CUMBERLAND, Md. — The Allegany County commissioners have ordered a Ten Commandments monument moved back to the courthouse lawn just two days after removing it for fear of a First Amendment lawsuit, a county official said yesterday.

Their decision late Wednesday followed a public outcry and the U.S. Supreme Court’s decision to consider a similar case in Texas.

“The commissioners have decided to listen to public opinion and we’re going to move it back,” said county Administrator Vance Ishler.

Mr. Ishler said that once the Supreme Court rules on the Texas case, the commissioners will take any action necessary to comply with the law.

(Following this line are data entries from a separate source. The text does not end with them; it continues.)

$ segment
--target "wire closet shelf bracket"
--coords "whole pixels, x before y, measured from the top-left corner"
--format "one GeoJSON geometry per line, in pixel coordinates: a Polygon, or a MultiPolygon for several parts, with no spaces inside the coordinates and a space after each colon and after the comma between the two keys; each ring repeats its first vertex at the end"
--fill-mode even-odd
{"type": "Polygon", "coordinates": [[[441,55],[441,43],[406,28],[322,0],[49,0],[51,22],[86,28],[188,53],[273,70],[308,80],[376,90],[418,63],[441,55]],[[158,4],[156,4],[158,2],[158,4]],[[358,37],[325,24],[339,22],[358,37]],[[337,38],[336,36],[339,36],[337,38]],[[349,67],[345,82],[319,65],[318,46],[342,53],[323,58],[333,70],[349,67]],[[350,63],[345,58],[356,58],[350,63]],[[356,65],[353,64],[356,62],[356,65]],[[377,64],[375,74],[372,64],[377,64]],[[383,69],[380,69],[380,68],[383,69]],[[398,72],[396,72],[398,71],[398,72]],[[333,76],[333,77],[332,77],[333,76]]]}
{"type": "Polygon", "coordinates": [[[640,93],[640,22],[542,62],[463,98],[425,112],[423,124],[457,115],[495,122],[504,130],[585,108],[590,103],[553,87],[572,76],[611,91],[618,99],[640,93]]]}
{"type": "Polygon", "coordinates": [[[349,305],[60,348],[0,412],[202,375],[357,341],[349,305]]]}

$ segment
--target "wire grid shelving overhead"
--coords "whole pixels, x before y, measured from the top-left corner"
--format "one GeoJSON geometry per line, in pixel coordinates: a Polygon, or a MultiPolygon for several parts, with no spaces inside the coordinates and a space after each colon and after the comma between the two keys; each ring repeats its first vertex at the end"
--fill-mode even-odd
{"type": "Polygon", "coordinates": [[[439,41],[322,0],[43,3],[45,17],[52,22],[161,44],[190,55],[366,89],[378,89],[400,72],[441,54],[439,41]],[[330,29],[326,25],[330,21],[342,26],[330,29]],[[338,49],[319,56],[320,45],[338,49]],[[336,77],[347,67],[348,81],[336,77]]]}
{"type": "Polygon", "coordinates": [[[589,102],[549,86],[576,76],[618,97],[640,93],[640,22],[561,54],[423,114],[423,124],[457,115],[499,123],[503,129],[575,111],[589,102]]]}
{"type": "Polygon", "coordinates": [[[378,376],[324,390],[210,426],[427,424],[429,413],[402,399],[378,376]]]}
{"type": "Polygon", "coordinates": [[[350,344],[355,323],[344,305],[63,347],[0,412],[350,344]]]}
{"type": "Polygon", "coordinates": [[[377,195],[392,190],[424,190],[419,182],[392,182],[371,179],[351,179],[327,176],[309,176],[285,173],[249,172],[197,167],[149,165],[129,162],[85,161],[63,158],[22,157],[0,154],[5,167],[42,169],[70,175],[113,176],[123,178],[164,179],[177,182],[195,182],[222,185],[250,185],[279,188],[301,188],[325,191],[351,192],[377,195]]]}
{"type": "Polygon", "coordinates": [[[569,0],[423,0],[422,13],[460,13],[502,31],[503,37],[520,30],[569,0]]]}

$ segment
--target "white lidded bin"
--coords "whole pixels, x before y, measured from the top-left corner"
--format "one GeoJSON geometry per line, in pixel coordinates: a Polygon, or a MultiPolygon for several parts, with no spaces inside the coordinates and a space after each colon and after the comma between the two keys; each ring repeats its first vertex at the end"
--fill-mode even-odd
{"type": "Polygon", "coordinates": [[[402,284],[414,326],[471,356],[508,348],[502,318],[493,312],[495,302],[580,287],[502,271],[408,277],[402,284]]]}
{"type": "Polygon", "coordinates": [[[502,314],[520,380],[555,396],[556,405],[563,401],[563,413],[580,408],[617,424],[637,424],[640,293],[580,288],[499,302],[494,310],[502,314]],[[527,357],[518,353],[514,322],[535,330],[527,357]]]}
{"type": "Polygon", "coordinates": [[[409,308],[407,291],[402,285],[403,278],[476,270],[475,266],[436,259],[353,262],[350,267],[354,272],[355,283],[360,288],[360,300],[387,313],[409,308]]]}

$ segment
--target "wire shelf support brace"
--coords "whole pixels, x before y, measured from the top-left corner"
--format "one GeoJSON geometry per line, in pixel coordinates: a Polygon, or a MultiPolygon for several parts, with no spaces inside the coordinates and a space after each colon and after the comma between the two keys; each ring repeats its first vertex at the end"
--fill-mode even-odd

“They will follow the direction of the Supreme Court,” Mr. Ishler said. “Hopefully, there won’t be any need to move it again.”

By Monday, he said, county workers will move the 5-foot, 1,600-pound granite marker back to the courthouse from the lawn of the neighboring C. William Gilchrist Gallery, run by a private foundation that had agreed to take it.

The reversal pleased Edward W. Taylor Jr., who led a demonstration Tuesday demanding the monument’s return.

“This shows that when something of this magnitude happens, the public still has a say,” Mr. Taylor said. “The public servants, the public officials, still must answer to the public.”

As in the Texas case, Cumberland’s marker is one of about 200 that the Fraternal Order of Eagles donated to municipalities across the country for public display in the late 1950s and early ‘60s.

The project gained notoriety when actor Charlton Heston, star of the 1956 movie “The Ten Commandments,” participated in a dedication in California, said Robert Wahls, international secretary of the Eagles organization in Grove City, Ohio.

The monument in Cumberland, a Western Maryland city of 21,000, stood on the Allegany County Courthouse lawn from 1957 until Monday, when workers moved it 30 yards to the Gilchrist site with the commissioners’ approval.

Mr. Ishler said the first move was aimed at pre-empting a lawsuit like those filed in Texas and elsewhere, saying that such displays violate the constitutional prohibition of state-sponsored religion. Courts throughout the country have disagreed on whether such exhibits violate the principle of separation of church and state.

Mr. Ishler said several people from outside the county had contacted his office in recent months, questioning the legality of the display on public property. He said that if the reversal prompts a lawsuit, he hopes the judge will delay any proceedings pending the high court’s decision.

Mr. Ishler said a number of groups, including the Cumberland Historic Cemetery Organization headed by Mr. Taylor, have offered to take possession of the ground immediately beneath the monument and to assume legal liability for it.

Mr. Ishler said the three county commissioners agreed to the reversal by telephone Wednesday while vacationing in Hawaii and Spain.